Okay, to be honest, at this point other than the large amounts of walking through the corn, Husk isn’t so bad yet. It boasts some solid visuals, camera work and a pretty neat villain for our intrepid gang of miscreants to run away from. Also, although not given anything remotely interesting to say. The cast does a good job and soldiers on, with what they have to work with. They really make the most of a bad situation.
Sadly though, it is at this point where the movie stops following its own rules. After searching the house, our heroes learn that once a new body is wearing a scarecrow mask, the evil spirit can jump into it and use it as a vessel to do dastardly deed when inside the corn field… But wait, Bob, you ponder… If the spirit can only control the scarecrows in the field, how does he control them in the house when they come in to make the masks?
To that I say, good question, I don’t know.

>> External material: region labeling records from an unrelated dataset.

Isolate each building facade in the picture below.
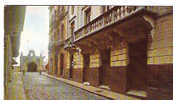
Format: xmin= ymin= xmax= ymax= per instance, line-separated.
xmin=49 ymin=6 xmax=173 ymax=93
xmin=20 ymin=50 xmax=44 ymax=72
xmin=4 ymin=5 xmax=25 ymax=99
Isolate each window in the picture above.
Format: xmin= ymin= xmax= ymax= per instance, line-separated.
xmin=85 ymin=8 xmax=91 ymax=24
xmin=71 ymin=6 xmax=74 ymax=15
xmin=102 ymin=6 xmax=106 ymax=13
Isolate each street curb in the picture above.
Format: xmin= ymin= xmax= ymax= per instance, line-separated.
xmin=42 ymin=73 xmax=141 ymax=100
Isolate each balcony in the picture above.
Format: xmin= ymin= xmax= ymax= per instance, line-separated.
xmin=74 ymin=6 xmax=151 ymax=42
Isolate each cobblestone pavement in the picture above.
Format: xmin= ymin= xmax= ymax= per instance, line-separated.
xmin=24 ymin=72 xmax=109 ymax=100
xmin=6 ymin=72 xmax=26 ymax=100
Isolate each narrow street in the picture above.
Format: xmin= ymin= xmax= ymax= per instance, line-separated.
xmin=24 ymin=72 xmax=108 ymax=100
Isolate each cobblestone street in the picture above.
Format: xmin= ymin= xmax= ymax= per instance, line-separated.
xmin=24 ymin=72 xmax=109 ymax=100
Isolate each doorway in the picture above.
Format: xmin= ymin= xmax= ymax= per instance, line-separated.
xmin=69 ymin=54 xmax=73 ymax=78
xmin=28 ymin=62 xmax=37 ymax=72
xmin=83 ymin=54 xmax=90 ymax=82
xmin=60 ymin=54 xmax=64 ymax=75
xmin=99 ymin=49 xmax=110 ymax=85
xmin=127 ymin=40 xmax=147 ymax=90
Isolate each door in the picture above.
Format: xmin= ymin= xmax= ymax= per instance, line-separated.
xmin=99 ymin=49 xmax=110 ymax=85
xmin=69 ymin=54 xmax=73 ymax=78
xmin=83 ymin=54 xmax=90 ymax=82
xmin=60 ymin=54 xmax=64 ymax=75
xmin=127 ymin=40 xmax=147 ymax=90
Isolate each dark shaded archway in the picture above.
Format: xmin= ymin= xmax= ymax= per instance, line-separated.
xmin=28 ymin=62 xmax=37 ymax=72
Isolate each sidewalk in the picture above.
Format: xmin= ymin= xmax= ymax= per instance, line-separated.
xmin=7 ymin=72 xmax=26 ymax=100
xmin=43 ymin=73 xmax=141 ymax=100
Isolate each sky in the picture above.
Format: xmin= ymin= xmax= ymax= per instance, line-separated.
xmin=17 ymin=6 xmax=49 ymax=61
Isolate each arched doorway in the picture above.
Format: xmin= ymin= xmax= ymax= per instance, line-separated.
xmin=60 ymin=54 xmax=64 ymax=75
xmin=28 ymin=62 xmax=37 ymax=72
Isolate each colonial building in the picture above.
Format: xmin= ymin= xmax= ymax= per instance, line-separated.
xmin=4 ymin=6 xmax=25 ymax=99
xmin=20 ymin=50 xmax=44 ymax=72
xmin=50 ymin=6 xmax=173 ymax=96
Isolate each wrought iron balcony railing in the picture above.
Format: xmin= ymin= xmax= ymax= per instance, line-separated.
xmin=74 ymin=6 xmax=145 ymax=41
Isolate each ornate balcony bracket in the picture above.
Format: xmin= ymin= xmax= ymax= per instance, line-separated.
xmin=74 ymin=6 xmax=156 ymax=43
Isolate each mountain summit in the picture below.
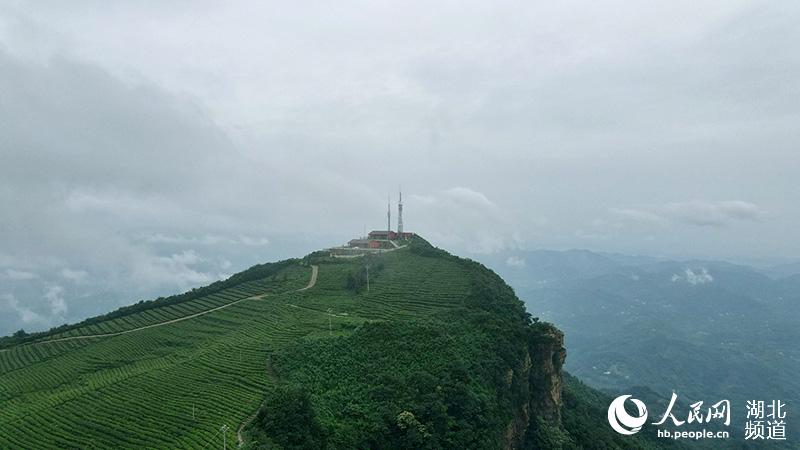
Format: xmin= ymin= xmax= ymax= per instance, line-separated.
xmin=0 ymin=236 xmax=664 ymax=449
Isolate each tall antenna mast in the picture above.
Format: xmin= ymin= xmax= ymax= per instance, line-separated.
xmin=397 ymin=188 xmax=403 ymax=239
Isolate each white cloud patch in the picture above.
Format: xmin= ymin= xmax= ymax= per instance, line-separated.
xmin=61 ymin=267 xmax=89 ymax=283
xmin=671 ymin=267 xmax=714 ymax=286
xmin=142 ymin=233 xmax=270 ymax=247
xmin=609 ymin=200 xmax=764 ymax=227
xmin=44 ymin=286 xmax=67 ymax=316
xmin=506 ymin=255 xmax=525 ymax=267
xmin=0 ymin=294 xmax=47 ymax=326
xmin=0 ymin=269 xmax=38 ymax=280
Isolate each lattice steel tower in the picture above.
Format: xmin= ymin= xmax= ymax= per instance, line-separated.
xmin=386 ymin=196 xmax=392 ymax=237
xmin=397 ymin=189 xmax=403 ymax=239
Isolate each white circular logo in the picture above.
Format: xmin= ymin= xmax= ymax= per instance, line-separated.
xmin=608 ymin=395 xmax=647 ymax=435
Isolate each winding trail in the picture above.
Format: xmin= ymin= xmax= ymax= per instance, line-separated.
xmin=236 ymin=265 xmax=319 ymax=447
xmin=12 ymin=265 xmax=319 ymax=345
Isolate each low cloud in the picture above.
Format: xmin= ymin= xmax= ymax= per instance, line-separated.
xmin=506 ymin=256 xmax=525 ymax=267
xmin=0 ymin=294 xmax=47 ymax=325
xmin=671 ymin=267 xmax=714 ymax=286
xmin=0 ymin=269 xmax=37 ymax=280
xmin=609 ymin=200 xmax=764 ymax=227
xmin=44 ymin=286 xmax=67 ymax=316
xmin=61 ymin=268 xmax=89 ymax=283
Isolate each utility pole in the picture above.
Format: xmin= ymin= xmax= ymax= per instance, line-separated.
xmin=220 ymin=425 xmax=228 ymax=450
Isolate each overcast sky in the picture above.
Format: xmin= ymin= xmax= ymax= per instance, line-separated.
xmin=0 ymin=0 xmax=800 ymax=334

I am sure you are also wondering how the spirit can control a mask less victim during the mask making process, and yet later we find out when they forcibly remove a mask off one of the scarecrows it suddenly stops moving. Again, I have no explanation. There is also the mostly unexplained way a scarecrow person can be killed. It is mentioned a few times during the film that they can’t be offed because the spirit inside them is un-killable, then they proceed to shoot them and they are done in one.
Which, to that I say, stop thinking so much, and eat your damn corn!

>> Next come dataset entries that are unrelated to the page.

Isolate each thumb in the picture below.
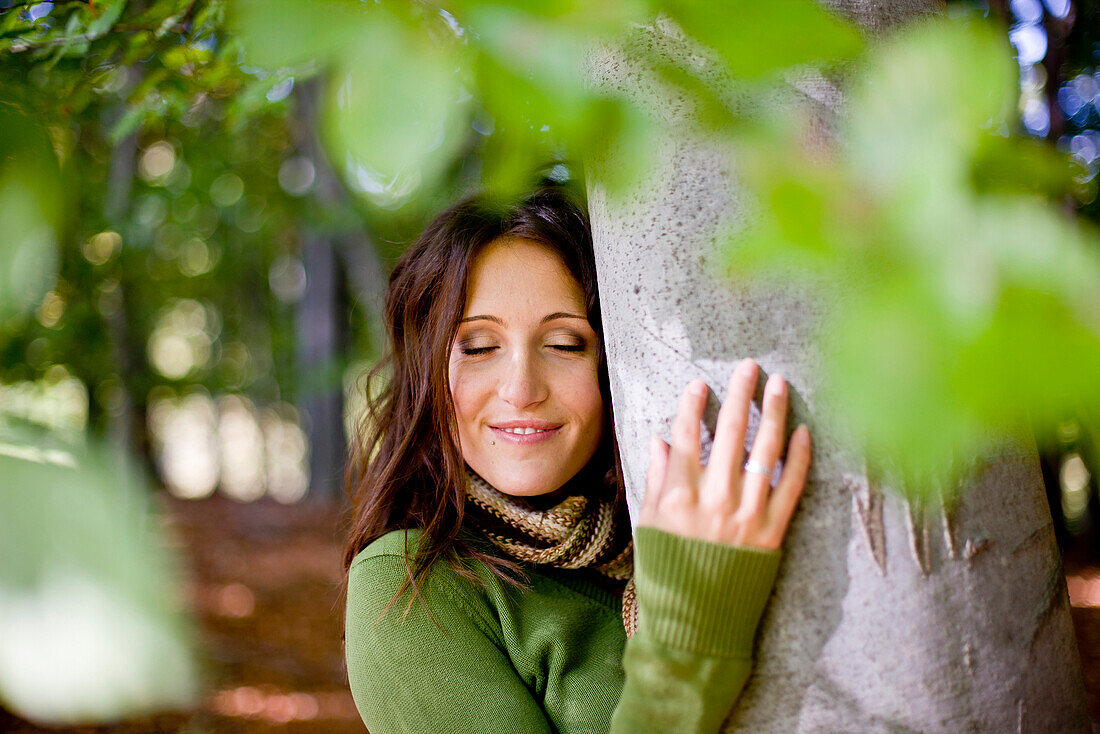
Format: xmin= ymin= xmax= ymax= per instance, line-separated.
xmin=641 ymin=435 xmax=669 ymax=512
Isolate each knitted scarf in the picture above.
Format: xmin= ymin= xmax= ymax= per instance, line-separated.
xmin=466 ymin=469 xmax=638 ymax=637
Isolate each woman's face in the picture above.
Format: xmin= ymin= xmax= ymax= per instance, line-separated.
xmin=449 ymin=238 xmax=604 ymax=496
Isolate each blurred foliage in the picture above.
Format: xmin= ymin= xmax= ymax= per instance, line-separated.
xmin=0 ymin=431 xmax=197 ymax=724
xmin=728 ymin=15 xmax=1100 ymax=495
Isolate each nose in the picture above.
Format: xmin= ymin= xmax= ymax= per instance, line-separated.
xmin=498 ymin=350 xmax=548 ymax=408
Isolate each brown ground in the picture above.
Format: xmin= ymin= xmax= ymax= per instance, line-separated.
xmin=0 ymin=497 xmax=1100 ymax=734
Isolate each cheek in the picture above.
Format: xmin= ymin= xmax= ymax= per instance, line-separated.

This is the main failing point of Husk it doesn’t know what it wants to do or be. They seemed to have written a set of rules for the villain to follow, but then quickly found out that the movie would be really boring if they used those rules. The story also doesn’t have enough steam to make it even eighty minutes.
There is barely any exploration of the house, the characters don’t learn much about anything until for some inexplicable reason one of them starts having flashback visions of someone else’s family. Then there is the standing rule for this film. When the action stops, kick start it again, with a brisk and pointless run through the corn field.
That really is Husk in a nutshell… or corn husk.
So, in the end, even if your movie looks good, has a solid villain, and isn’t terribly acted, that doesn’t mean you can stretch out a thirty-five minute concept into eighty minutes. Adding more running through the corn, arguing in the house, and then more running through corn scenes doesn’t make an interesting film.
Sure, corn fields hold a scary endless claustrophobia that easily portrays fear to the character in it. It also adds an endless amount of boredom after the umpteenth time someone runs into the corn for no good reason. Still, if you have an unhealthy relationship with corn, Husk may just be the movie for you.